Build vs. Buy for Agentic Platform Components

Build vs. Buy for Agentic Platform Components — Transformation Design & Program Architecture — Advanced depth — COMPEL Body of Knowledge.

10 min read Article 39 of 53

The architect’s contribution is a scoring framework applied explicitly per layer rather than a single decision. The framework is opinionated; it rejects naive benchmarks (“biggest vendor wins”) and naive libertarian positions (“everything in open-source”). It asks, for each layer: strategic fit, cost curve, differentiation, exit cost, and talent availability. The score on those five factors drives the decision.

The five-factor framework

Factor 1 — Strategic fit

Does this layer align with where the organisation believes its advantage lies?
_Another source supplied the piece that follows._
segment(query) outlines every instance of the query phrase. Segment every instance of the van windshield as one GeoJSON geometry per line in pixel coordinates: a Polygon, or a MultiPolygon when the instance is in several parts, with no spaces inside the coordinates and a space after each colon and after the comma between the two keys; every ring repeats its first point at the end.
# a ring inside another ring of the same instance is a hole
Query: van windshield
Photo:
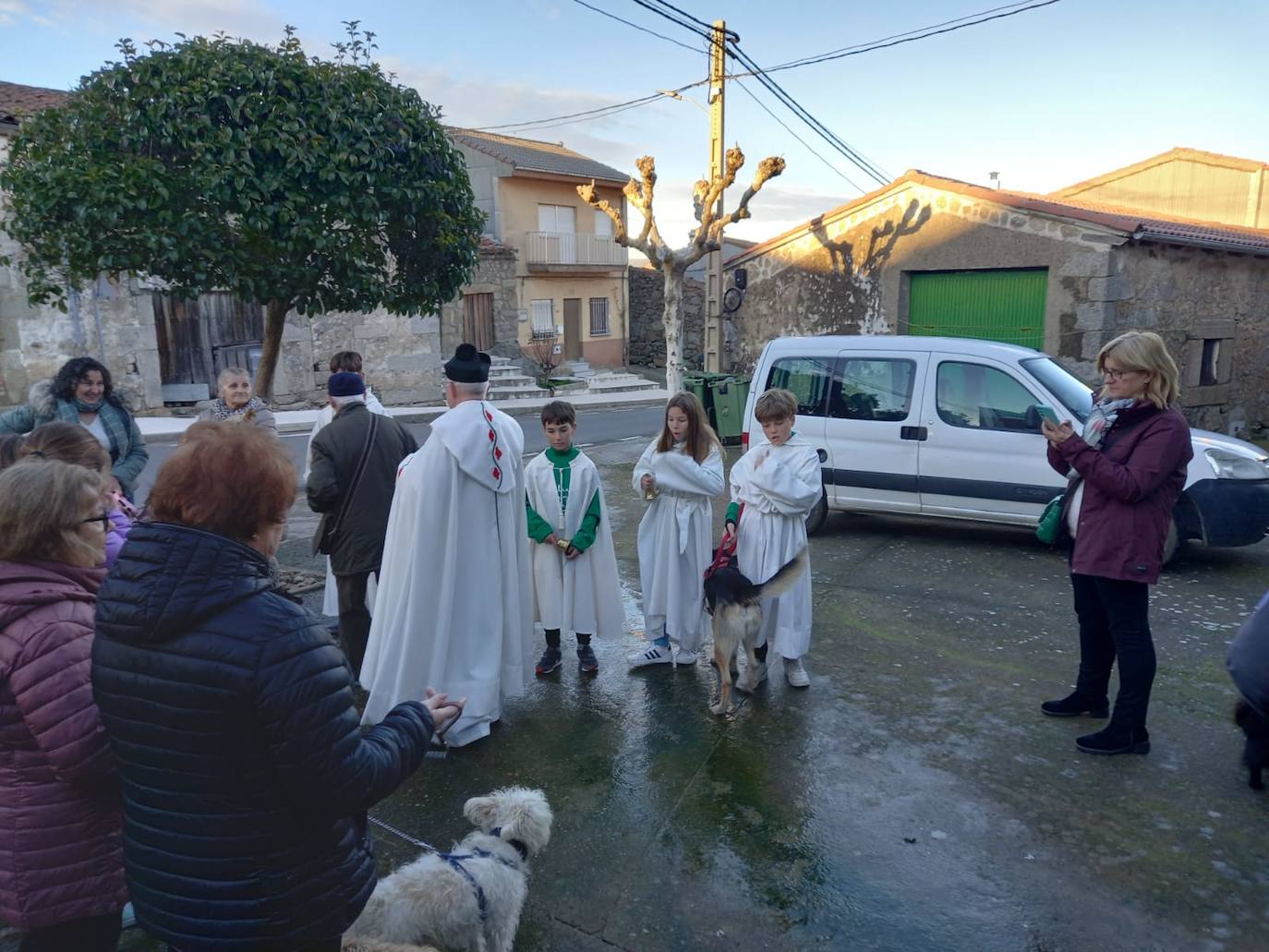
{"type": "Polygon", "coordinates": [[[1044,385],[1049,393],[1062,401],[1084,423],[1093,409],[1093,391],[1081,380],[1070,373],[1052,357],[1034,357],[1019,360],[1036,380],[1044,385]]]}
A fintech doing its own model risk management doctrine has strategic fit for owning the evaluation harness; a retailer does not. A healthcare provider has strategic fit for the clinician-review UX layer; it does not have strategic fit for the vector-store runtime.

Factor 2 — Cost curve

How does cost scale with usage at this layer?
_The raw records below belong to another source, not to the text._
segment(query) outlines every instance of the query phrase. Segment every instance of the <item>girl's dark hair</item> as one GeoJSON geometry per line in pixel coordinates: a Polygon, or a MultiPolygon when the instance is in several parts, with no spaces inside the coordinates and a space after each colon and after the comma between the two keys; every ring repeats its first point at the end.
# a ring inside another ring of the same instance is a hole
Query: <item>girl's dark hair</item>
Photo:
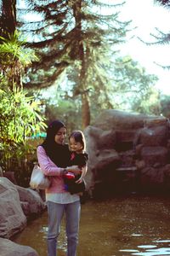
{"type": "Polygon", "coordinates": [[[86,150],[86,139],[82,131],[74,131],[69,136],[69,139],[74,137],[76,143],[80,143],[82,145],[82,150],[86,150]]]}

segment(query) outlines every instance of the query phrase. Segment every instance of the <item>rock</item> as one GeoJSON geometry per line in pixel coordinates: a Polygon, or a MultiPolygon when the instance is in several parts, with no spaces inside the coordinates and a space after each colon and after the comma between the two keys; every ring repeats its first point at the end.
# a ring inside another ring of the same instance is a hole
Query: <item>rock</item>
{"type": "Polygon", "coordinates": [[[20,186],[15,187],[19,193],[23,212],[26,216],[40,214],[46,208],[46,203],[42,201],[37,191],[20,186]]]}
{"type": "Polygon", "coordinates": [[[144,127],[144,119],[149,116],[121,110],[103,111],[95,119],[94,126],[107,130],[137,130],[144,127]]]}
{"type": "Polygon", "coordinates": [[[1,256],[38,256],[31,247],[21,246],[4,238],[0,238],[0,248],[1,256]]]}
{"type": "Polygon", "coordinates": [[[166,183],[165,177],[169,183],[170,171],[164,170],[169,163],[169,130],[165,117],[103,111],[84,131],[89,156],[85,177],[88,191],[94,189],[97,196],[107,190],[109,195],[114,186],[121,186],[121,178],[127,184],[136,180],[144,188],[146,184],[160,188],[166,183]]]}
{"type": "Polygon", "coordinates": [[[26,227],[18,191],[6,177],[0,177],[0,209],[1,237],[10,238],[26,227]]]}
{"type": "Polygon", "coordinates": [[[164,147],[143,147],[141,158],[148,166],[156,163],[163,166],[167,163],[167,149],[164,147]]]}

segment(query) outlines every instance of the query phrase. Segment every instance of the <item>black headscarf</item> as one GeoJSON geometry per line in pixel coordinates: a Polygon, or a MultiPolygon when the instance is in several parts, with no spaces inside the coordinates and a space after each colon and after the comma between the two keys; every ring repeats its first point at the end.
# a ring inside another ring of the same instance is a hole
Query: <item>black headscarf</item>
{"type": "Polygon", "coordinates": [[[55,143],[54,137],[59,130],[65,125],[60,120],[53,121],[47,129],[47,137],[42,146],[47,155],[58,167],[66,167],[69,165],[70,151],[67,144],[60,145],[55,143]]]}

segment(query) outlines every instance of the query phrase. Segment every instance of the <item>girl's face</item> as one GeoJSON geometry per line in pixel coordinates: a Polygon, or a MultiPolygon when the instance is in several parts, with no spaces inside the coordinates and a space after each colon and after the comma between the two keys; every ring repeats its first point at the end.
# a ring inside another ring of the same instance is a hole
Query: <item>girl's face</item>
{"type": "Polygon", "coordinates": [[[54,141],[58,144],[64,144],[65,143],[65,139],[66,137],[66,129],[65,127],[61,127],[57,134],[54,137],[54,141]]]}
{"type": "Polygon", "coordinates": [[[69,140],[70,148],[71,151],[81,153],[83,149],[82,144],[81,143],[76,143],[73,137],[70,137],[69,140]]]}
A managed vector-store is cheaper at low volume and more expensive at high volume; self-hosted pgvector flips that curve. A commercial LLM is cheap at low volume, expensive at high volume, and trivially elastic; self-hosted inference has a step-function cost curve.

Factor 3 — Differentiation

Is this layer a place where custom work creates user-visible advantage, or is it commodity infrastructure?

Custom user-facing UX differentiates; custom logging infrastructure probably does not. The architect resists “we can build it better” on commodity layers while protecting investment on differentiating ones.

Factor 4 — Exit cost

If the chosen vendor changes terms, degrades, or exits, how hard is it to replace?

Open-source with a healthy community has low exit cost; a proprietary format with no export has high exit cost. Single-vendor dependencies at core layers are the highest-exit-cost commitments — the architect weighs them especially carefully.

Factor 5 — Talent

Does the organisation have or can it hire the talent to run this layer?

Some layers have scarce talent (LLM inference operations, adversarial-ML red teaming); others have abundant talent (generic SaaS integration). Talent-constrained layers tilt toward buy; talent-abundant layers tilt toward build.

Applying the framework per layer

Layer 1 — Framework (LangGraph / CrewAI / AutoGen / OpenAI Agents SDK / Semantic Kernel / LlamaIndex Agents)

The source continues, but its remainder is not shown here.